First, let’s configure collectd to enable this plugin. We’re going to have it forward every single metric to localhost on port 25826. The network plugin uses UDP and according to the binary protocol documentation, port 25826 is the default port for this protocol. So add this to your collectd.conf file and restart collectd.

LoadPlugin network
<Plugin "network">
  Server "127.0.0.1" "25826"
</Plugin>

The next step is to write our decoder which we will do in Python. This code is based on code created Adrian Perez and updated by Rami Sayer and Grégory Starck and licensed under GPLv2. I updated it with some cosmetic changes and also to guarantee that plugin names and type names always appeared and appeared with consistent formatting. Here’s the code for the decoder.
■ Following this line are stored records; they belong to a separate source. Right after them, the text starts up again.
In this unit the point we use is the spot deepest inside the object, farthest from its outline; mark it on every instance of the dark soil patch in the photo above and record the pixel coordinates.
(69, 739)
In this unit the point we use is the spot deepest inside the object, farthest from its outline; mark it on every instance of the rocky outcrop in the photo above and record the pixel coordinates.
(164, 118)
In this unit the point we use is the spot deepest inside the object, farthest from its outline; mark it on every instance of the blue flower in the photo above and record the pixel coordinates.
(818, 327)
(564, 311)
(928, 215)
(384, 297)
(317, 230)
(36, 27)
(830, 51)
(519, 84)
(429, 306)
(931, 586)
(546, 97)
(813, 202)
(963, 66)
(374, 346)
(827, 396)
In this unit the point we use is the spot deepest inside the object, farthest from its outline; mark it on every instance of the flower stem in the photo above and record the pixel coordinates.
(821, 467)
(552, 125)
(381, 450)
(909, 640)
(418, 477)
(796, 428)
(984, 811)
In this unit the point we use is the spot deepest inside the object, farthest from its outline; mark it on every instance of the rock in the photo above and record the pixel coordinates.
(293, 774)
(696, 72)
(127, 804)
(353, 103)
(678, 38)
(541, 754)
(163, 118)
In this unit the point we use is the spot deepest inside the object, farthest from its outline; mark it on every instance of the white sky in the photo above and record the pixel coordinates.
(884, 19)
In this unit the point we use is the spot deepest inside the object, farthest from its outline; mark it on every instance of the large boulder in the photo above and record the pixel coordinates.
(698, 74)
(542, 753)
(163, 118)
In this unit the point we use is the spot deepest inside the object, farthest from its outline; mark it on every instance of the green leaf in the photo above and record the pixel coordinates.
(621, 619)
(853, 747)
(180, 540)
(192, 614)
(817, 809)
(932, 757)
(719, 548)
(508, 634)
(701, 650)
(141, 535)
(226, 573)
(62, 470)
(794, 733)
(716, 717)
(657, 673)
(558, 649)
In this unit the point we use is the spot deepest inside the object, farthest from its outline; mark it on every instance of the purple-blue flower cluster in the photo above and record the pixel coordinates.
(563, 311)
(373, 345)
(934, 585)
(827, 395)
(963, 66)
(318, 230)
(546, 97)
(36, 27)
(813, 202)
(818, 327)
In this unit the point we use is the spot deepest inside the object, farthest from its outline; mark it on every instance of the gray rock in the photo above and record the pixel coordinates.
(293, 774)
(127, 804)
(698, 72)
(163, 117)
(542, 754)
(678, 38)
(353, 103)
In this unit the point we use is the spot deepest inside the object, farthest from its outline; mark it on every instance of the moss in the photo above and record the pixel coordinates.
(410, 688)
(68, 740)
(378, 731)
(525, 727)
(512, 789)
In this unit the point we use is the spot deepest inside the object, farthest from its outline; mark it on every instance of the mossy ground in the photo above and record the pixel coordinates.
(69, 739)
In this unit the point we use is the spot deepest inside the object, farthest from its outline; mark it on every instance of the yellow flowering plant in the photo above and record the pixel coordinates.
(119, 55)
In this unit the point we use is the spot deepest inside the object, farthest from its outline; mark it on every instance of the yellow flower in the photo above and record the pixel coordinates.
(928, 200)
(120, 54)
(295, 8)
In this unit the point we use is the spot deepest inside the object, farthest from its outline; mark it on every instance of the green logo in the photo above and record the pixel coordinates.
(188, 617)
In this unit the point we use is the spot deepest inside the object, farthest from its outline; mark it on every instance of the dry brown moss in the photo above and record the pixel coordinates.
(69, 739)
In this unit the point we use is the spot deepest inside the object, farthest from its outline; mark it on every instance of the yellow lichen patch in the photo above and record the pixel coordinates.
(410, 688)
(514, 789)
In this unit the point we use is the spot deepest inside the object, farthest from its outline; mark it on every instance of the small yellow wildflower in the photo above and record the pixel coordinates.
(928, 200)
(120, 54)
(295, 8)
# Copyright © 2009 Adrian Perez <aperez@igalia.com>
#
# Distributed under terms of the GPLv2 license.
#
# Updated by Rami Sayar for Collectd 5.1. Added DERIVE handling.
# Updated by Grégory Starck with few enhancements.
# Updated by Paul Lockaby with only cosmetic changes.
import logging
import struct
from copy import deepcopy
from typing import Iterator
logger = logging.getLogger(__name__)
# message types
TYPE_HOST = 0x0000
TYPE_TIME = 0x0001
TYPE_PLUGIN = 0x0002
TYPE_PLUGIN_INSTANCE = 0x0003
TYPE_TYPE = 0x0004
TYPE_TYPE_INSTANCE = 0x0005
TYPE_VALUES = 0x0006
TYPE_INTERVAL = 0x0007
TYPE_TIMEHR = 0x0008
TYPE_INTERVALHR = 0x0009
# DS types
DS_TYPE_COUNTER = 0
DS_TYPE_GAUGE = 1
DS_TYPE_DERIVE = 2
DS_TYPE_ABSOLUTE = 3
DECODE_HEADER = struct.Struct("!2H")
DECODE_NUMBER = struct.Struct("!Q")
DECODE_SIGNED_NUMBER = struct.Struct("!q") # DERIVE are signed long longs
DECODE_SHORT = struct.Struct("!H")
DECODE_DOUBLE = struct.Struct("<d")
DS_TYPE_DECODER = {
DS_TYPE_COUNTER: DECODE_NUMBER,
DS_TYPE_ABSOLUTE: DECODE_NUMBER,
DS_TYPE_DERIVE: DECODE_SIGNED_NUMBER,
DS_TYPE_GAUGE: DECODE_DOUBLE,
}
VALUES_HEADER_SIZE = DECODE_HEADER.size + DECODE_SHORT.size
SINGLE_VALUE_SIZE = 1 + 8 # 1 byte for type, 8 bytes for value
def cdtime_to_time(cdt):
"""
:param cdt: A CollectD Time or Interval HighResolution encoded value.
:return: A float, representing a time EPOCH value, with up to nanosec after comma.
"""
# fairly copied from http://git.verplant.org/?p=collectd.git;a=blob;f=src/daemon/utils_time.h
sec = cdt >> 30
nsec = ((cdt & 0b111111111111111111111111111111) / 1.073741824) / 10**9
return sec + nsec
def decode_network_values(_part_type, part_length, buffer):
"""Decodes a list of DS values in collectd network format
"""
values_count = DECODE_SHORT.unpack_from(buffer, DECODE_HEADER.size)[0]
values_total_size = VALUES_HEADER_SIZE + values_count * SINGLE_VALUE_SIZE
if values_total_size != part_length:
raise DecoderValueError("values total size != part len ({} vs {})".format(values_total_size, part_length))
results = []
off = VALUES_HEADER_SIZE + values_count
for ds_type in buffer[VALUES_HEADER_SIZE:off]:
if ds_type in DS_TYPE_DECODER:
decoder = DS_TYPE_DECODER[ds_type]
results.append((ds_type, decoder.unpack_from(buffer, off)[0]))
else:
logger.warning("ds type {} not supported".format(ds_type))
off += 8
return results
def decode_network_number(_part_type, _part_length, buffer):
"""Decodes a number (64-bit unsigned) in collectd network format.
"""
return DECODE_NUMBER.unpack_from(buffer, DECODE_HEADER.size)[0]
def decode_network_string(_part_type, part_length, buffer):
"""Decodes a string (\0 terminated) in collectd network format.
:return: The string in utf8 format.
"""
return buffer[DECODE_HEADER.size:part_length - 1].decode("utf-8")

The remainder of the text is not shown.